日豪サッカー新時代(QLD)第71回「目移り」

日豪サッカー新時代

第71回 目移り
文・植松久隆 Text: Taka Uematsu

ローカル・リーグの選手と共に写真に写る現役時代のシェーン・ステファヌット(左から3番目)(Photo: 筆者撮影)
ローカル・リーグの選手と共に写真に写る現役時代のシェーン・ステファヌット(左から3番目)(Photo: 筆者撮影)

Aリーグ終了と共にローカル・サッカーに足を運ぶ頻度が上がるのは毎年の常。先月、ブリスベン・プレミア・リーグ(BPL)のカパラバ所属の平山裕二(25)について書いた。そのカパラバに、もう1人興味深い選手がいるので、先日、改めてそのホーム・ゲームに足を運んだ。その選手はアハマド・アザウィ(21)。リーグ中堅クラブでMFながら得点王を争い、観戦した試合でも2得点の活躍を見せた。そんな彼については、またの機会に掘り下げる。

その試合でカパラバを打ち合いの末、4-6で敗ったのが、ホランドパーク・ホークス。そのチームで、後半だけでハットトリック、試合のMVPにも選ばれたの石本学(29)。前半は、チャンスを作ることに専念した感じの石本だったが、後半に入ってから、ゴール前右45度から豪快に叩き込むミドル・シュートなど大爆発。この石本は、来豪前には東北1部の強豪FCガンジュ岩手でレギュラーを張っていただけに、その実力は折り紙付き。大学卒業後3年間にFリーグ・エスポラーダ北海道に所属した経験もある変わり種は、今までの日本人選手には無いタイプの選手だけに今後もしっかりと追っていきたい。

今季のローカル・サッカーで面白いのは、ブリスベン・ロアを退団した実績のある選手が相次いでローカルに活躍の場を移したこと。ロアの黄金期を支えた元豪州代表DFシェーン・ステファヌット(36)のNPL(QLD州1部・豪州2部相当)のオリンピックとの契約には驚かされた。いったん現役引退を発表していた彼が、NPLでここ数年低迷気味の名門復活に力を貸すために“現役復帰”とは面白い。元ロアのチームメイトのマット・マンディ(29)や、けがから復帰した伊藤和也(29)などの有力選手と共に若いチームを前半の絶不調から立て直すのに大ベテランがひと肌脱ぐことになった。

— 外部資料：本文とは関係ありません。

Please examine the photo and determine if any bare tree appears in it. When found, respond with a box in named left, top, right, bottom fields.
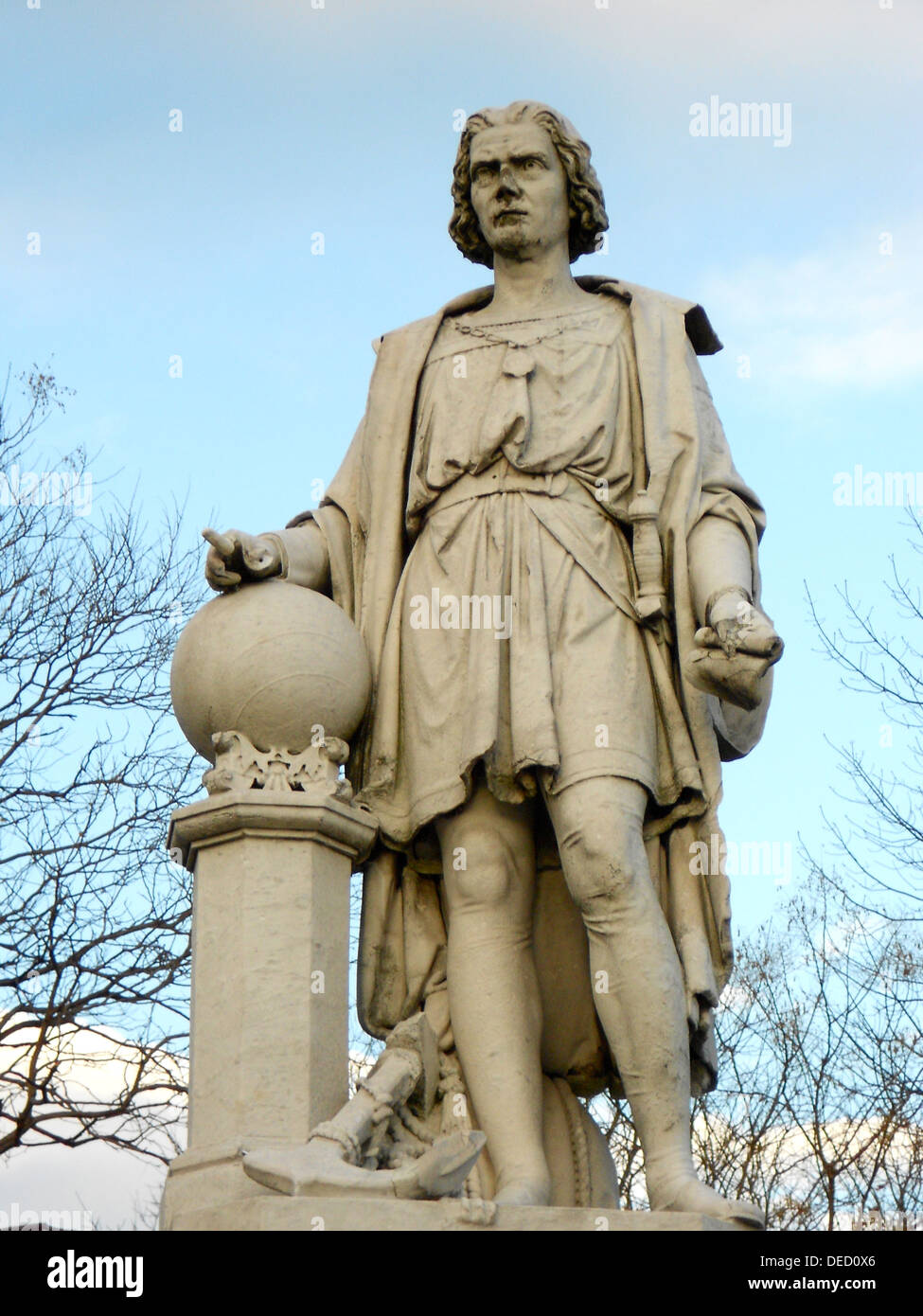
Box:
left=808, top=508, right=923, bottom=920
left=0, top=368, right=205, bottom=1160
left=694, top=870, right=923, bottom=1229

もう1人は、ジャン・カルロス・ソロサーノ(28)。貴重な控えとしてロアに貢献してきたFWも遂に戦力外でチームを去った。オージーのガールフレンドとのこの国での生活に愛着を持つ彼は、ブリスベンに残ることを選び、異例ともいえるBPL(3部相当)のロッチデールと契約。既に試合にも出場している彼が、今後の残りシーズンでBPLの古豪でどこまで暴れられるか、こちらも目が離せない。

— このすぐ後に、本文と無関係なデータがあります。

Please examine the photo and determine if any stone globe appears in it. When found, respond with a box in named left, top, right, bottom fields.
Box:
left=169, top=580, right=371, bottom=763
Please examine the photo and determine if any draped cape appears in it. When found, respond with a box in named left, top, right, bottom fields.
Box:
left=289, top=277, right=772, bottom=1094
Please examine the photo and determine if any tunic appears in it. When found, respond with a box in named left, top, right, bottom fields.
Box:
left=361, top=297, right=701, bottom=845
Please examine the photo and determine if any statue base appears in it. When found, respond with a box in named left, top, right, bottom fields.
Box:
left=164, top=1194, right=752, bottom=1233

今季のQLDローカル・サッカー、見どころが多すぎて目移りする――それはそれで、うれしい悩みだ。


【うえまつの独り言】
豪州のイングランド戦遠征はユーロ本選を控えたイングランドの地力の前に勝ちきれず0-1。ギリシャとのホーム2連戦は1勝1敗と痛み分けも、欧州の強豪と差の無い試合でアジア最終予選への準備は順調だ。